Spanish yields fall on bank audit relief

Published October 1, 2012 Updated October 1, 2012 09:50am

spanish-bondLONDON: Spanish bond yields fell on Monday after an audit of banks showed extra capital needs in line with forecasts, but relief was seen short-lived on doubts over when Madrid will seek a bailout.

German Bund futures extended losses from late Friday after the independent audit of Spanish banks showed a 59.3 billion euro capital shortfall in the event of a serious economic downturn.

 Markets were expecting 60 billion euros and the result was welcomed by the European Central Bank - which is on standby to buy the bonds of struggling sovereign issuers provided they ask for aid - the IMF and the European Commission.

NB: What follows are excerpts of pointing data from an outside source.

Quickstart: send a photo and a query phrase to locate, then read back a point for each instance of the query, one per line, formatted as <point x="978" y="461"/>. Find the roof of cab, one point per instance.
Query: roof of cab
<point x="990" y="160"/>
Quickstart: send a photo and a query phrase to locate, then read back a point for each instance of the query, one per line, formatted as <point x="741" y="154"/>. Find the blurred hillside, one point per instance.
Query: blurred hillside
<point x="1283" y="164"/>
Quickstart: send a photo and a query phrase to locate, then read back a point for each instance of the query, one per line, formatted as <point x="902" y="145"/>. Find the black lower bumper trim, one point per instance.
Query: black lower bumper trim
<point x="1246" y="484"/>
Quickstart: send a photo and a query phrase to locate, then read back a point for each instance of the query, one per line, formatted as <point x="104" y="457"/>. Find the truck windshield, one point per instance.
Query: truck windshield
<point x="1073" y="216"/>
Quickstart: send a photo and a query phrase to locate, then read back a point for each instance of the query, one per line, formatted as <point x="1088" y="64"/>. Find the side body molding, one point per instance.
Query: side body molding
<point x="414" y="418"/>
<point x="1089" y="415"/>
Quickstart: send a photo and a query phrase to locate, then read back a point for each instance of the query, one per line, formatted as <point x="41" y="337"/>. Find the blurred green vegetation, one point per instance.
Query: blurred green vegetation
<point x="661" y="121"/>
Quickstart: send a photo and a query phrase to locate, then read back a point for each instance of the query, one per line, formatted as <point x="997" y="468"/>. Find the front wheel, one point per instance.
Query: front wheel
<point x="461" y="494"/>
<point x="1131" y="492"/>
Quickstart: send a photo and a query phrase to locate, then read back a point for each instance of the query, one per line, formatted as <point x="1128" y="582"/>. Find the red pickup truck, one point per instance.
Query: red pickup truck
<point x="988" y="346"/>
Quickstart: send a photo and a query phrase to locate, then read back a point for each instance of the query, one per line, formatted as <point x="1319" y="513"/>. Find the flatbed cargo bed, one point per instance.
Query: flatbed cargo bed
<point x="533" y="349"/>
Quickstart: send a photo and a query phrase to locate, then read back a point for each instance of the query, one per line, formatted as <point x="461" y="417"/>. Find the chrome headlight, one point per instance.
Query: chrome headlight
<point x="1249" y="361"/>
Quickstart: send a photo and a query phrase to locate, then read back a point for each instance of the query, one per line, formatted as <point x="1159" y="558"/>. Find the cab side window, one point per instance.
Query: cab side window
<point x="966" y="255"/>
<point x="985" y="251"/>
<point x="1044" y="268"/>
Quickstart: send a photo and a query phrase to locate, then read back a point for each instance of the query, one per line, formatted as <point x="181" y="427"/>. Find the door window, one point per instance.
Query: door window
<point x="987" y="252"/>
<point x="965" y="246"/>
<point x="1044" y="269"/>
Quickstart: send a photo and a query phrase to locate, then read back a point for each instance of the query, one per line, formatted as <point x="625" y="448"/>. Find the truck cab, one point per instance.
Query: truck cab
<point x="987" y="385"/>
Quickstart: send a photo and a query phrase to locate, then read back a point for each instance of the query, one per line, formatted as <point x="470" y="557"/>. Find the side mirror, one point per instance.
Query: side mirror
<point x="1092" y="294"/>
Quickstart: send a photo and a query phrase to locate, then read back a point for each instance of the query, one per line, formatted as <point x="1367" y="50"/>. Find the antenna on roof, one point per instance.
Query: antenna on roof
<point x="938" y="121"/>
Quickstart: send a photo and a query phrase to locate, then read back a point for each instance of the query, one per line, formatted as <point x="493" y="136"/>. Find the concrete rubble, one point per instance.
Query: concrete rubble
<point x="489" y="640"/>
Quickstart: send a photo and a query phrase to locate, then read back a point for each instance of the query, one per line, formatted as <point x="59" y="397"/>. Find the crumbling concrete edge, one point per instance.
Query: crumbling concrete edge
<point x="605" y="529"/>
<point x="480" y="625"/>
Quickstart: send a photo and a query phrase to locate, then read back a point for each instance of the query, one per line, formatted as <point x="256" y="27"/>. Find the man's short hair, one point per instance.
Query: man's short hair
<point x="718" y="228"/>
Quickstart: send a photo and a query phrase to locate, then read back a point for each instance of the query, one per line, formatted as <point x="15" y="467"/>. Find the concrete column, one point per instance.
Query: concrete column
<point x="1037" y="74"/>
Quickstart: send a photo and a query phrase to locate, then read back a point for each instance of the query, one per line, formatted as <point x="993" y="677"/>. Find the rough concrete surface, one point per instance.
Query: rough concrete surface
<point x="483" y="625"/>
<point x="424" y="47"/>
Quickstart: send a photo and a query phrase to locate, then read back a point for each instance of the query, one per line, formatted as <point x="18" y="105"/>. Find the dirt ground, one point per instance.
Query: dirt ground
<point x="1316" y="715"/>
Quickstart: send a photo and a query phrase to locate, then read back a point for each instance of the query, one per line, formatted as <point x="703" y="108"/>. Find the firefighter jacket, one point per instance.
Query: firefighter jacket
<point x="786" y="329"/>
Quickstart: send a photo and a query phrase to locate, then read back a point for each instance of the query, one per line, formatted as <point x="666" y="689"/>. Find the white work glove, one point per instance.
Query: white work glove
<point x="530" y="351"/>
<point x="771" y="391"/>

Spanish 10-year yields were six basis points down at 5.92 percent with 5-year yields down by a similar amount at 4.93 percent.

Traders and strategists said scope for further falls was limited given uncertainty over when Spain would seek aid to activate the ECB scheme.

"The stress tests results are supportive of the periphery but the problem now is we are waiting for developments on when Spain will ask for aid...," BNP Paribas strategist Patrick Jacq said.

"I don't think there will be significant moves lower in Spanish yields in the near term. The market will wait for a decision on the aid request before going either on the upside or downside."

Investors were also sidelined by apprehension over a review by credit agency Moody's, which has Spain on one notch above "junk" with a negative outlook.

The agency could push the ratings below investment grade, triggering a wave of selling from investors with funds pegged to benchmark indexes.

"We could see a wall of forced selling at the (long) end while the short end will probably be supported by the prospect of ECB buying," a trader said.

Nevertheless, relief over the bank audit prompted some investors to book profits in safe-haven German Bunds after their rally last week.

December Bund futures were last down 36 ticks on the day at 141.41 with German 10-year yields up 3.5 bps at 1.464 percent.

"Bunds are down in line with late Friday trading after the stress test results but nothing much has changed," another trader said.

"I don't think there are any signs of (Spain) about to request (aid), therefore Spanish bonds will probably remain under pressure."

BNP Paribas's Jacq said that, given the uncertainties over Spain and renewed investor concern over the global growth outlook, 10-year Bund yields could drop below 1.40 percent in the coming week.